You might also consider using Frink, which is a language with the native capability of dealing with measurement units.
It computes 2^150000 without difficulty, deals with fractions (e.g. 1/3+2/5 --> 11/15), computes 3 meters + 2 inch --> 3.0508 m and is a full programming language.
Frink - Copyright 2000-2008 Alan Eliasen, eliasen#mindspring.com
http://futureboy.us/frinkdocs/
Several languages have built in support for arbitrary large numbers. You could use Mathematica, for example. I tried your example in Mathematica, and the result has 45,155 digits. I tried the same example with bc on a Unix machine. bc supports extended precision, but not that extended; it bombed on the example.

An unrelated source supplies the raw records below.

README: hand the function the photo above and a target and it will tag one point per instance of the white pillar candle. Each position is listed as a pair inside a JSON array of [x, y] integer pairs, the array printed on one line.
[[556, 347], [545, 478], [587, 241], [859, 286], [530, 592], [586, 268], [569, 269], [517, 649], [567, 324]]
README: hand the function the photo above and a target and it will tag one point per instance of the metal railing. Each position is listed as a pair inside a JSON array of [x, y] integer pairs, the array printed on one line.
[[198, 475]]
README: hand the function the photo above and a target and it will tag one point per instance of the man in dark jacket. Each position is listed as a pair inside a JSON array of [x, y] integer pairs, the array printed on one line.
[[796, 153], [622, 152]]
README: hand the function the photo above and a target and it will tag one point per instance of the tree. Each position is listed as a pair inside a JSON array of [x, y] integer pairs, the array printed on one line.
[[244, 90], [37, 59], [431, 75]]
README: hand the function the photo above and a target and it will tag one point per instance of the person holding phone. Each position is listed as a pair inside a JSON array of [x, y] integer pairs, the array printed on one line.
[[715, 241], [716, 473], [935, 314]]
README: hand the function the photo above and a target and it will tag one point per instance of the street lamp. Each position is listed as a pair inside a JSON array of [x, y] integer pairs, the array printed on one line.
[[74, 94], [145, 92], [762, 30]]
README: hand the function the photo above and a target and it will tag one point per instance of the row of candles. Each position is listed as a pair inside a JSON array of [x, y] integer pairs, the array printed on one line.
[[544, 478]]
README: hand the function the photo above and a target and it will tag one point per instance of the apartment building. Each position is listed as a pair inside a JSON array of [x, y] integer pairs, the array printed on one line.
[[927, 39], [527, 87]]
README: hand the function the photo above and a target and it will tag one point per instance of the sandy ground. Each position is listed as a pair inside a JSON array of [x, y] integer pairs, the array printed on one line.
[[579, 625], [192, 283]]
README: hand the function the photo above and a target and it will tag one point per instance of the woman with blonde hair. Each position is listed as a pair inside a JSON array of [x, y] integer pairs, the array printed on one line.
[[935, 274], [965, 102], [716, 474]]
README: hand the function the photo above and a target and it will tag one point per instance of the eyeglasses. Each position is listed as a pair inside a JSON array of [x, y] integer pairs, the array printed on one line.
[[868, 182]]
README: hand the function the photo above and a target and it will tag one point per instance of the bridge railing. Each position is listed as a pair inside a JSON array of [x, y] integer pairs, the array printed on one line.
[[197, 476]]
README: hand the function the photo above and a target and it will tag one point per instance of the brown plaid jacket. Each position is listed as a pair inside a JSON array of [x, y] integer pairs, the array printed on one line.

Lisp is your friend. Default biginteger numbers.
I find it very frustrating to use a language without arbitrarily large numbers: it seems nonsensical to be able to use ordinary operators like addition on most numbers, but to have to switch to method calls on a BigInt instance simply because of its size.
A whole bunch of languages have more complete numeric towers, and seamlessly coerce when needed; e.g., Allegro Common Lisp evaluates and prints all 45,155 digits of (expt 2 150000) in 1ms.
cl-user(2): (time (expt 2 150000))
; cpu time (non-gc) 0 msec user, 0 msec system
; cpu time (gc) 0 msec user, 0 msec system
; cpu time (total) 0 msec user, 0 msec system
; real time 1 msec
; space allocation:
; 2 cons cells, 18,784 other bytes, 0 static bytes
There is a product in C called calc which is an arbitrary precision calculator. I used it once when working as a researcher and found it fairly straightforward to use...
http://sourceforge.net/projects/calc/
It can be programmed for difficult or long calculations and can accept arguments from the command line. In interactive mode, it accepts one command at a time, and displays the answer.
Ordinarily the commands are simply expressions such as:
3 * (4 + 1)
and calc will print:
15
Calc does the arithmetic operators +, -, /, * as well as ^ (exponentiation), % (modulus) and // (integer divide).
For example:
3 * 19 ^ 43 - 1
will produce:
29075426613099201338473141505176993450849249622191102976
Calc values can be VERY large. For example:
2 ^ 23209 - 1
will print:
402874115778988778181873329071 ... loads of digits ... 3779264511
Hope this helps...
I don't know C# but I do know the Ruby programming language has the BigDemical class that seems to allow numbers of unlimited size.
Python has a bignum library. If you need to implement a bignum library in another language you can at least use the Python one as reference for validating your work. Note that bignums have a few implementation gotchas that aren't immediately obvious if you don't know what you're looking for.